Sie war auf seinen Bluff vorbereitet. „Ja, die beiden sind dort“, sagte sie.
Mendoza nickte sorgenvoll. „Ich hoffe, es geht ihm bald besser. Falls Sie heute früher gehen müssen, ist das in Ordnung.“
„Vielen Dank“, sagte sie.
Sie wandte sich zum Gehen.
„Augenblick noch“, hielt er sie zurück. „Schließen Sie bitte die Tür.“
Sie spürte, wie ihr die Kehle trocken wurde. Sie tat, worum er sie gebeten hatte.
„Sie waren gestern Abend beim Hotel.“
Es war keine Frage, sondern eine Feststellung. „Ja“, antwortete sie vorsichtig.
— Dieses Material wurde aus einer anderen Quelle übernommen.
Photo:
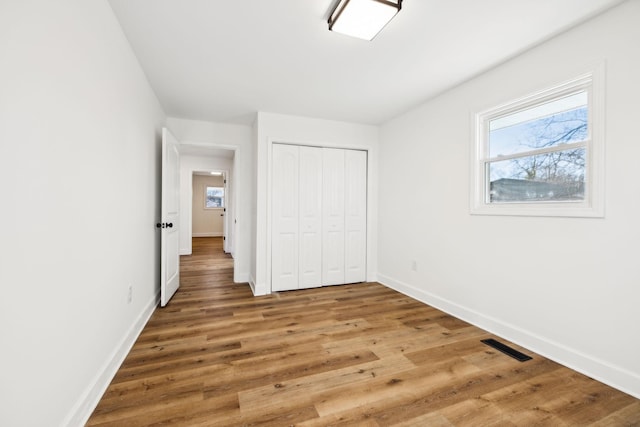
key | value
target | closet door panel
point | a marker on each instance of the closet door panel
(285, 213)
(355, 216)
(310, 263)
(333, 174)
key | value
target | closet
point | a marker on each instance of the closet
(319, 217)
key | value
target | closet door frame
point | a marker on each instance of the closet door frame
(370, 201)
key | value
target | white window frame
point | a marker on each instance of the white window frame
(593, 203)
(223, 201)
„Sie haben das Feuer gesehen.“
„Ja. Woher wissen Sie das, Sir?“
„Ihr Name steht im Bericht der Brandbekämpfung. Was wollten Sie dort?“
Sie erinnerte sich, dass er ihr untersagt hatte, den Fall weiter zu verfolgen. „Ich war auf dem Heimweg“, erklärte sie. „Da habe ich den Rauch gesehen.“
„Wirklich? Es war nur ein Zufall?“
„Jawohl, Sir.“
„Aber das ergibt keinen Sinn. Das Hotel liegt nicht auf Ihrem Heimweg. Sie fahren auf dem Skyway nach Süden. Das Hotel liegt im Norden. Also lügen Sie mich nicht an – warum waren Sie dort?“
Sie improvisierte so gut sie konnte und setzte die konsternierte Miene auf, die man erwarten würde, wenn der Boss einen gerade der Lüge bezichtigt hatte. „Ich habe eine Informantin getroffen“, erklärte sie.
„Wirklich?“
„Ja, in Intramuros.“
Mendoza ließ die Antwort im Raum stehen und lächelte dann, fast als hätte er ihr gar nicht vorgeworfen, zu lügen. „Also nur ein Zufall?“
„Ja. Ich fuhr gerade vorbei.“
„Das ist gut. Denn wir haben ja über den Fall gesprochen und darüber, dass er es nicht wert ist, Zeit damit zu vergeuden.“
„Das haben wir. Und ich habe Sie verstanden.“
„Exzellent. Sie haben einige Überstunden angesammelt, Josie. Bleiben Sie heute nicht zu lange. Gehen Sie nach Hause zu Ihrem Jungen.“
Die Erwähnung ihres Sohnes ließ sie zusammenzucken. „Vielen Dank, Sir. Werde ich.“
„Er braucht seine Mutter. Sie sollten mehr Zeit mit ihm verbringen. Ich weiß Ihren Einsatz zu schätzen, aber Sie arbeiten zu viel. Und Manila ist eine gefährliche Stadt.“
Sie wusste sehr genau, wie er das meinte: Es war eine Drohung.
„Danke schön.“
Sie war fast zur Tür raus, als Mendoza ihr hinterherrief: „Eine Sache noch: Ihre Informantin.“
„Ja, Sir?“
„Wie heißt sie?“
Sie betete, dass es ihr gelang, sich äußerlich keine Unruhe anmerken zu lassen. „Ihr Name ist Fleur.“
„Bringen Sie mir bitte ihre Akte. Legen Sie sie auf meinen Schreibtisch, bevor Sie nach Hause fahren.“
„Aus welchem Grund?“
„Ich möchte mit ihr sprechen.“
„Jawohl, Sir.“
Ihr war schwindelig, als sie das Büro endlich verließ. Der Waschraum lag hinter ihrem Schreibtisch, und darüber war sie froh. Sie versuchte, so lässig wie möglich zu wirken, als sie darauf zuging, aber sobald sie die Tür hinter sich zugezogen und sich überzeugt hatte, dass sie allein war, schloss sie sich in einer der Kabinen ein, beugte sich über die Kloschüssel und übergab sich.